Dairy farmers are also reliant on subsidies to make up for the difference between production cost and farmgate price. These subsidies are funded by the taxpayer.
Buying milk at loss leader prices may seem like a good deal for consumers, but they are paying for it elsewhere. As Deborah Ross at The Times put it, ‘No, you’re not being asked to drop off a tenner at Morrisons every now and then (“Here you are. To help with the milk.”), but you might as well be… as is always the way with food getting even cheaper, you can be sure you’re paying for it somewhere down the line.’
And consumers do eventually pay more for cheap food – research has shown that the price tag of cheap food is effectively doubled further down the line. For every £1 that UK consumers spend on food, they spend an extra £1 on the ‘hidden costs’ associated with cheaply-priced food, because of the damage it causes to the environment and human health.
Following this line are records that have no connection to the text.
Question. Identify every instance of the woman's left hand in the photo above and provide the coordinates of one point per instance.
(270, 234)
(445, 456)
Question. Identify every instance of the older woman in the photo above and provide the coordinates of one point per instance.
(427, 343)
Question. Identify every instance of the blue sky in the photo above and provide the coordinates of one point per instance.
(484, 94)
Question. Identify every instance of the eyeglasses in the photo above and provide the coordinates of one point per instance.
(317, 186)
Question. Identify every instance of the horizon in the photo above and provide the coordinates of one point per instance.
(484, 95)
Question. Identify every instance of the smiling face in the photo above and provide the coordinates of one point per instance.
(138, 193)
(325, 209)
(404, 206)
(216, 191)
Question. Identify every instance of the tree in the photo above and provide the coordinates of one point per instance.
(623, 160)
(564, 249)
These hidden costs are in the form of taxes for farm support payments and mitigating climate change and ecological degradation associated with unsustainable production systems, and lost income due to ill health caused by nutritionally-poor ‘cheap’ food. Not so cheap, after all.
Thus, dishonestly priced food, driven by corporate profits, is leading to environmental devastation, and accelerating the climate and ecological crises. Money doesn’t make the world go around: it threatens it with destruction. ‘Cheap’ food is actually costing us the Earth.
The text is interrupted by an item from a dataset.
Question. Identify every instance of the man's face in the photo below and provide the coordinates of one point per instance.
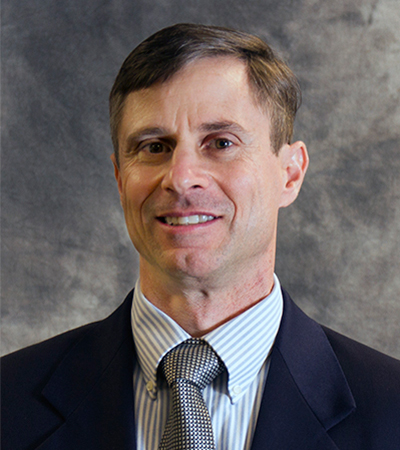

Let’s stop worshipping at the altar of money and instead value the things we really need in life. Nutritious food, clean air and water, thriving ecosystems flourishing with flora and fauna, all nourishing our physical and mental health. Money is obviously still a useful construct, if it is used as a means to achieve those ends, for example through fairly-priced produce, and assigning payments to ecological services. Aristotle had it right when he philosophised that the exchange of money is great if it is a means to acquiring the important things in life, but bad when money is pursued for its own sake. I think he’d be pretty miffed if he saw the situation we’ve got ourselves into, almost two and a half thousand years later.